The following information applies to VShell versions 3.0 through 3.8.

Background Information

VShell for Windows requires specific DLL files (Microsoft redistributable libraries). If required DLL files are not already available on a machine when VShell is installed, the VShell for Windows installer stores them in the Windows "Side-by-Side" (SxS) directory in order to ensure that they are available for use when the VShell service starts, or when the VShell control panel is launched.

In rare situations, a Microsoft Windows update or non-VanDyke software maintenance action may unexpectedly remove required DLLs or corrupt related manifest files located in the "WinSxS" system folder.
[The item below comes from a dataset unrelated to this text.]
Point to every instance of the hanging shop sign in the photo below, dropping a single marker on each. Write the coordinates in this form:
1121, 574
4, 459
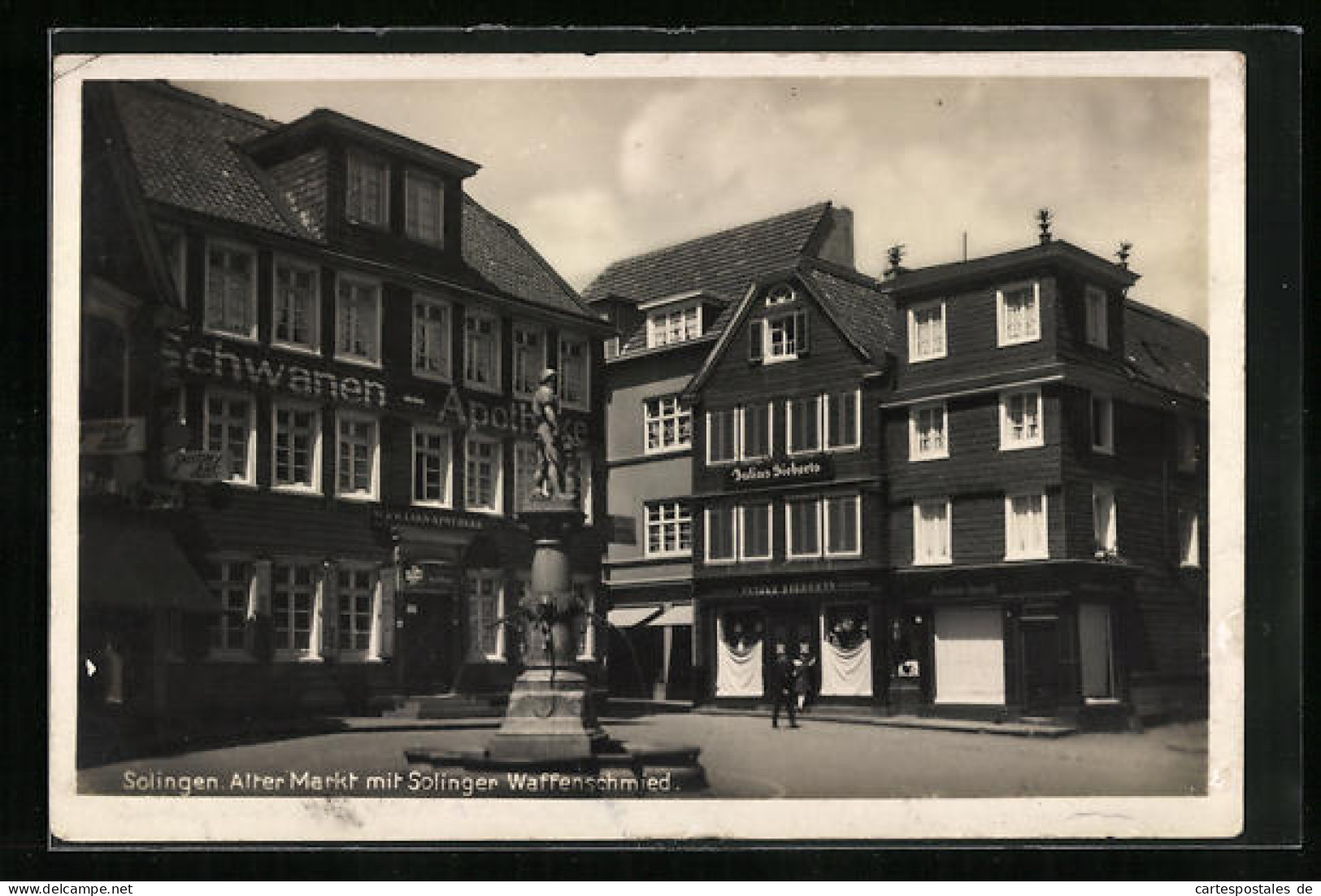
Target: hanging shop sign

If these unexpected changes occur while the VShell service is running, the error will not be seen until either the VShell service is restarted, or the machine is rebooted.

It is unknown what application, actions, or circumstances cause the removal of these required WinSxS DLL files and/or manifest files.

When this situation occurs, the VShell service fails to start with the following error message:

Could not start the VanDyke Software VShell SSH2/SFTP service on Local Computer.
Error 1053: The service did not respond to the start or control request in a timely fashion.

Additionally, the VShell control panel fails to launch, with the system reporting the following error message:

This application has failed to start because the application configuration is incorrect. Reinstalling the application may fix this problem.


To correct the WinSxS problem, a system administrator can "repair" the VShell installation. This "repair" operation will not modify your VShell configuration, and can quickly be done using the following steps as a guide:

  1. Launch the Windows Control Panel as the user that originally installed VShell on the machine.
  2. Launch "Add/Remove Programs".
  3. Find "VanDyke Software VShell" and press the "Change" button. If "VanDyke Software VShell" does not appear within the list, then you must re-launch the Add/Remove Programs applet within the user context of the account that was originally used to install the VShell application.
  4. When the "Welcome" screen appears, press the "Next" button.
  5. On the "Program Maintenance" screen, select "Repair" and press the "Next" button.
  6. On the "Ready To Repair" screen, press the "Install" button to repair your VShell installation. Note that a repair will not modify your current VShell configuration, unless you have installed a custom VShell deployment package which includes VShell configuration information.
  7. Once the installer has completed the "repair" operation, you should be able to launch the VShell control panel and start the VShell SSH2/SFTP service (as well as the VShell FTPS service, if installed).

    Note: The repair operation does not affect core Windows operating system files. It only replaces the DLL files that have been unexpectedly removed -- files that the VShell service requires for functional operation.